I do love him. However I don't see him changing for the better. Sometimes I do see him trying, but he ALWAYS reverts back to the "old I am not accountable for my actions" person. He is smart but pretends to not know what he's doing to hurt me. He acts like he is so confused as to why I am so hurt! And ALL of this behavior happened AFTER we married! It started on our honeymoon. The last week of two weeks. He was pissed because I was "feeling hurt" over him screwing hookers!!!!!! Oh I am so sorry for being hurt my dear sweet husband! He said that there is a time and place for feeling that way and we should just enjoy our honeymoon and deal with that later! I was dumbfounded! And that was the First sign of his change in attitude. Any suggestions of the truthful nature would be welcome. I know most of you will say leave him, BUT where do I go? I have no one!


----------



## HappyAtLast (Jan 25, 2010)

I know it's easy for me to tell you what you should and shouldn't do, but if I were you, I never would have married him in the first place...if it had been a one night stand, and he felt guilty and remorseful, that would be one thing, but when he sleeps with women, well, o.k. if you want to call hookers women, over and over again, he is a serial cheater and won't stop.
I know this is very hurtful for you, but you can't live like this forever...something has got to give. Do you have anyone you can stay with that can help you? This guy needs to be kicked to the curb...and fast.
Good luck...I wish you all the best.


----------



## Jellybeans (Mar 8, 2011)

Get a job, get money and leave. Can you stay with family? Friends?

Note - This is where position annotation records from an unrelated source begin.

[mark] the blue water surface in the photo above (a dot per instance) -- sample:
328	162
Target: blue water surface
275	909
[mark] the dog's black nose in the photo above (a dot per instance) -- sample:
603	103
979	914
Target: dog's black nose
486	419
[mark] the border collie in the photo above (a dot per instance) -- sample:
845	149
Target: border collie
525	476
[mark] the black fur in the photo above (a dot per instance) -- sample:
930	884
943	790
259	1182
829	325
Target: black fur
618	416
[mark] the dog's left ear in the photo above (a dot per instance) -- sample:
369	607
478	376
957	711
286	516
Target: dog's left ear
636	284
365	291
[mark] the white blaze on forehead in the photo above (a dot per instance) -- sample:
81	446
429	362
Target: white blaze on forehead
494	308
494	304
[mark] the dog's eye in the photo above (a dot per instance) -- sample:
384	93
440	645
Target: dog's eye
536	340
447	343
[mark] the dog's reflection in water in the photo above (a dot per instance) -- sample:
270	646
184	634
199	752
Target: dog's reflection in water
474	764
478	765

You married this guy knowing full well he cheated on you with several prostitutes and blamed you for his decision. You married him knowing he has a pattern of ZERO accountability.

The choice to stay or leave is yours but you already know what most people are going to say...


----------



## sinnister (Dec 5, 2010)

Others may feel differently but:

Cheating is one thing...cheating with pro's is entirely another. Did he ever give a reason for it? And no you are not alone. Nobody would ever admit it but I'm sure a good percentage of cheaters see pro's because you don't have to put the work in.

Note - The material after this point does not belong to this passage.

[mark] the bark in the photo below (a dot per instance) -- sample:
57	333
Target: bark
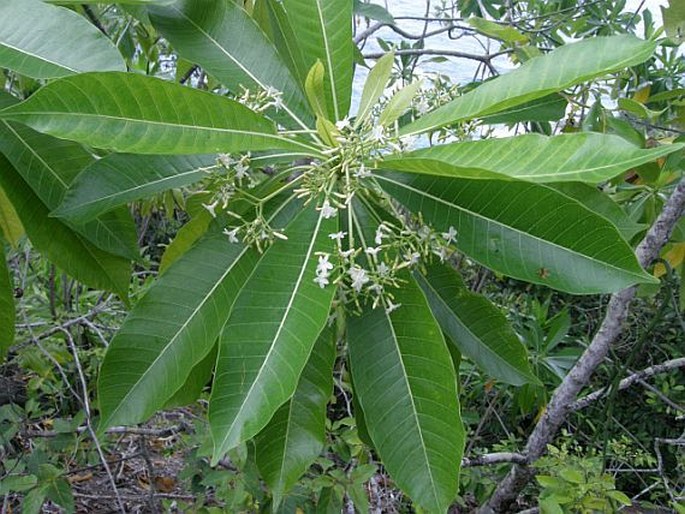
564	396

You need to start healing yourself. I know you feel trapped but always remember that it's human nature to always think the worst of a bad situation. You do have options. You are not stuck. Do not let him or anybody else let you feel isolated.


----------



## Jellybeans (Mar 8, 2011)

sinnister said:


> Cheating is one thing...cheating with pro's is entirely another.


ITA


----------



## PBear (Nov 16, 2010)

What does "ITA" mean?

As far as cheating vs. cheating with pro's... I think it's one of those things that everyone will have differing opinions... Same as EA's vs. PA's and which one is worse for a relationship. Some people will feel that cheating with a pro is less destructive because there would be no feelings involved, vs. a combined emotional and physical affair. Others will be more hurt because it turns the sex into a business transaction/decision with a pro...

C


----------



## Jellybeans (Mar 8, 2011)

ITA = I totally agree



PBear said:


> Some people will feel that cheating with a pro is less destructive


I think it's actually worse since the possibility for STD exposure is WAY greater.


----------



## PBear (Nov 16, 2010)

Jellybeans said:


> ITA = I totally agree
> 
> 
> 
> I think it's actually worse since the possibility for STD exposure is WAY greater.

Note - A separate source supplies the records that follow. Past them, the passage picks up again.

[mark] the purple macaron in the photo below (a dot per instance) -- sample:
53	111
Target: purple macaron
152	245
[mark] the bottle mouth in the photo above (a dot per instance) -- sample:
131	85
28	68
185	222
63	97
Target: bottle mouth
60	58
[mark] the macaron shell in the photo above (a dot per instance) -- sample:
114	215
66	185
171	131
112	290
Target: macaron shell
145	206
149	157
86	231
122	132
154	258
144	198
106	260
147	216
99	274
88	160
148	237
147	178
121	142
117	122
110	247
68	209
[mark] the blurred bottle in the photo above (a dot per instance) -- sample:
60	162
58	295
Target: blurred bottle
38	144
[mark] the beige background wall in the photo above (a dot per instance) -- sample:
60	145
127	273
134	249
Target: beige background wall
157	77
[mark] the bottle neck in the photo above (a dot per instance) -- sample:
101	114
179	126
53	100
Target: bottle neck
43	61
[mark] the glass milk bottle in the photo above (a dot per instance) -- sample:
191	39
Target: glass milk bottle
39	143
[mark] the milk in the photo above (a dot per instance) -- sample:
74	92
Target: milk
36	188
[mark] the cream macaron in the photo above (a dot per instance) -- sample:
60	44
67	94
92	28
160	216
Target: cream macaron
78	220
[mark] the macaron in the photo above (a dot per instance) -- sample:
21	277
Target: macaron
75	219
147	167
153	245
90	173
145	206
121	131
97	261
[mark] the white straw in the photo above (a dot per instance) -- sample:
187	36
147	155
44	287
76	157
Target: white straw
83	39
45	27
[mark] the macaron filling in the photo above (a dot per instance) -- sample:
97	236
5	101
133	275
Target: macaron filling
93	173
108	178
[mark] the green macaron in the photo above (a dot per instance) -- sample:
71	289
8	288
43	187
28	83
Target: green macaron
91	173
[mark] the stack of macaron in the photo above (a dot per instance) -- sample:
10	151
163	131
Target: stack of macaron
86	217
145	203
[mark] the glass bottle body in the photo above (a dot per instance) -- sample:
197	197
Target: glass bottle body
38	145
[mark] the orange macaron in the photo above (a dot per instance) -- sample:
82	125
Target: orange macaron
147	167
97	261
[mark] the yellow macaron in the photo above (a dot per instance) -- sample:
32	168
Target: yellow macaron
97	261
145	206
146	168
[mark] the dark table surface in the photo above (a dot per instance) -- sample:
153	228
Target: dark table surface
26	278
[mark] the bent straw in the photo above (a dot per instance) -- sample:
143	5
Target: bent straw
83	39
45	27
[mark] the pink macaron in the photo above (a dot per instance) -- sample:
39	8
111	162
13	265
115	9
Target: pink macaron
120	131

Thanks for that. And I'm not saying that either pro or not was better or worse... Just saying there's two sides (at least) to look at.

C


----------



## Syrum (Feb 22, 2011)

I would do almost anything in order to earn enough to leave. I would apply for almost every single job i saw.

You couldn't pay me to stay with someone who disrespected me like that. I know i am worth more than some guy who rationalizes buying women and then blames me for it. Yuck. Before I left I'd probably throw up on him.


----------



## Jellybeans (Mar 8, 2011)

PBear said:


> Thanks for that. And I'm not saying that either pro or not was better or worse... Just saying there's two sides (at least) to look at.
> 
> C


I know. I was just stating my opinion


----------



## SlightlyDisheveled (May 19, 2011)

WOW ok I thought it would be worse then this. Thank you for your replies. I appreciate them all. 

Jobs - I have a handicap so Jobs are limited for me. I have applied to seven places and one is giving me a second interview!!!! YESSS Please cross your fingers!! I Want more the anything to leave but I just haven't been able to. Working on it! 

STD's - I made him get tested, he's clean. As am I 

Family - I haven't any family to stay with so thats not an option. I don't have many friends and the few I do have don't have the space. I am not mad at them for saying no as I do understand.

My husband and I started to see this new Marriage Therapist at his suggestion. She's alright but I keep thinking "who in the right state of mind would stay with someone who has cheated on them?" Me apparently So why go to therapy? Whats the point? I am going to leave anyway! 
I am still afraid to leave even if I get this job because as beat down as I have let myself become I don't know how to slap myself out of this state of mind. Realistically I know to leave. But I don't! WTF is wrong with me? I feel like the stupidest person in the world! 

Thank you all really.


----------



## SlightlyDisheveled (May 19, 2011)

Syrum said:


> I would do almost anything in order to earn enough to leave. I would apply for almost every single job i saw.
> 
> You couldn't pay me to stay with someone who disrespected me like that. I know i am worth more than some guy who rationalizes buying women and then blames me for it. Yuck. Before I left I'd probably throw up on him.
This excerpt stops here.